Though U.S. Army Pfc Bradley Manning was found guilty on most of his lesser charges, he was found not guilty of the most serious offense: aiding the enemy. After spending three years in custody after his arrest for the largest leak of classified information in U.S. history, Manning, 25, received his verdict today in Fort Meade outside Baltimore.
Two dozen activists donned "truth" T-shirts and waved signs outside Fort Meade in support of Manning, according to the Associated Press. The exuberance is tenfold on Twitter, where WikiLeaks, the publisher of the leaked documents, has a strong following.
Stunned and delighted that they acquitted Bradley Manning of aiding the enemy. The guy should be getting a medal rather than doing time.
— John Fee (@john_fee) July 30, 2013
Not everybody was overjoyed at the verdict. Manning, who was found guilty of lesser espionage charges, could still face time in jail. To some, the confidential documents still pose a threat. To others, the threat is the attempt to keep them confidential.

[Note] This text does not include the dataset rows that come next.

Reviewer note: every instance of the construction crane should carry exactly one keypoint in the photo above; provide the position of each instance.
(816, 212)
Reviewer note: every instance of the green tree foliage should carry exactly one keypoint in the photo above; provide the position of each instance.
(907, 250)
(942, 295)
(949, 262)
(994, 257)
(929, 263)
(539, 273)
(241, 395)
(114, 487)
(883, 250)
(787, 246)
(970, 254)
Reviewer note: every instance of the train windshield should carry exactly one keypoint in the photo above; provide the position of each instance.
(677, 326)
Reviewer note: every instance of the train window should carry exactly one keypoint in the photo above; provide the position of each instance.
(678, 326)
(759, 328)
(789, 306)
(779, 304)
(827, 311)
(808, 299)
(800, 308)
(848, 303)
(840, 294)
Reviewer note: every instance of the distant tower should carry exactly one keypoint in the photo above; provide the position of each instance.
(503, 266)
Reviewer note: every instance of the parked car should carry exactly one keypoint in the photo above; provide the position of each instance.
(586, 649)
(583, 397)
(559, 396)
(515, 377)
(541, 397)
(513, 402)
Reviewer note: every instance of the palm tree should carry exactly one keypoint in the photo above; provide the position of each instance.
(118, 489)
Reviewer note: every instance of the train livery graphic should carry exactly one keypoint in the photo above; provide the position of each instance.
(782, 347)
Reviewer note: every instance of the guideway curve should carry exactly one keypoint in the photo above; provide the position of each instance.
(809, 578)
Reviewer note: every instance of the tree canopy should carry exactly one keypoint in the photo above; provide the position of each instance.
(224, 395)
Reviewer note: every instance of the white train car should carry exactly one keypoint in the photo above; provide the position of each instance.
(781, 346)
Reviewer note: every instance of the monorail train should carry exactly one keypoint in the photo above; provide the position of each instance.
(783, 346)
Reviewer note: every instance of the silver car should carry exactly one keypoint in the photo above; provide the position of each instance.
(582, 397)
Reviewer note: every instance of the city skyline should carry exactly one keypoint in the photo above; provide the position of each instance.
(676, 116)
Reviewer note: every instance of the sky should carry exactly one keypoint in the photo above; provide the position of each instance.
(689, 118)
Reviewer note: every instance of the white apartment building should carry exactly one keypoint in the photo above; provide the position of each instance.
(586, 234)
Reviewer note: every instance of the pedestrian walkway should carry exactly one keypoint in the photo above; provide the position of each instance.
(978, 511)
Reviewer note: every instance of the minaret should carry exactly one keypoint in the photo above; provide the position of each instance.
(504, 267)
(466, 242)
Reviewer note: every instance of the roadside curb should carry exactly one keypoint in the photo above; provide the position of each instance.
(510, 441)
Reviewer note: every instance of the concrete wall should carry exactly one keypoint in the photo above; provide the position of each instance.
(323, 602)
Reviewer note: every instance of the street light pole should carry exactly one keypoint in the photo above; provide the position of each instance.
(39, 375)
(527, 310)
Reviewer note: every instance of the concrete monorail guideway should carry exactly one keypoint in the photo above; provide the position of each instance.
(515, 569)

Manning faces 136 years on the charges he has been convicted of today. Dangerous national security extremism from the Obama administration. — WikiLeaks (@wikileaks) July 30, 2013
Both sides will declare victory in Manning case. But barring shocker at sentencing, defendant will be staying in prison for decades to come
— Andrew Cohen (@CBSAndrew) July 30, 2013
Manning's fate is still unbecoming of a truth teller. Sometimes truth is tough to face but we will be better in the end for knowing. — Jason Vastine (@JasonVastine) July 30, 2013
Bradley Manning is no hero. He caused damage. But an aiding the enemy charge should never be applied to leaks to reporting groups.